Another approach used by pollsters is to ask a general question about private accounts and then follow up by asking supporters of that idea about possible negative consequences that might arise from such a program. In this month’s Los Angeles Times survey, the number favoring private accounts dropped from 42% to 23% when supporters were asked if they still backed the program if it meant a reduction in the guaranteed Social Security benefit. The New York Times/CBS News survey showed an even bigger drop-off in support with a follow-up suggesting that guaranteed benefits could be reduced by as much as a third.
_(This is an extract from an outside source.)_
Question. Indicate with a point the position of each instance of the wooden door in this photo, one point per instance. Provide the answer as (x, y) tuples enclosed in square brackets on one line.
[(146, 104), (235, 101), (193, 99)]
And none of the recent polls on Social Security have probed opponents of private accounts with arguments in favor of the proposal.
In addition, because the debate over Social Security has been driven by the president’s proposal for private accounts, most recent polls have focused more on this alternative than on other options for bolstering Social Security. In past years, pollsters have asked about private accounts as one of many possible changes in Social Security. In May 2002, Bloomberg News found that private accounts drew more support (48% in favor) than increasing the payroll tax (39%), investing funds from the Social Security trust fund in stocks (33%), and raising the retirement age for full Social Security benefits (21%).
A 1999 survey on Social Security, conducted jointly by National Public Radio, the Kaiser Family Foundation and the Kennedy School of Government, asked about 10 different options for dealing with the program’s future financial problems. The leading alternatives were allowing people to set up individual investment accounts with a portion of their Social Security payments (65% support), and increasing taxes on Social Security benefits for those earning more than $75,000 a year (64%).
Finally, while public attention to the Social Security debate has been modest, there is no doubt of the importance the public places on the long-term health of the system. Securing Social Security trailed only defending the U.S. against terrorism and improving the economy, and was comparable to education, jobs and Medicare, in Pew’s January poll on public policy priorities.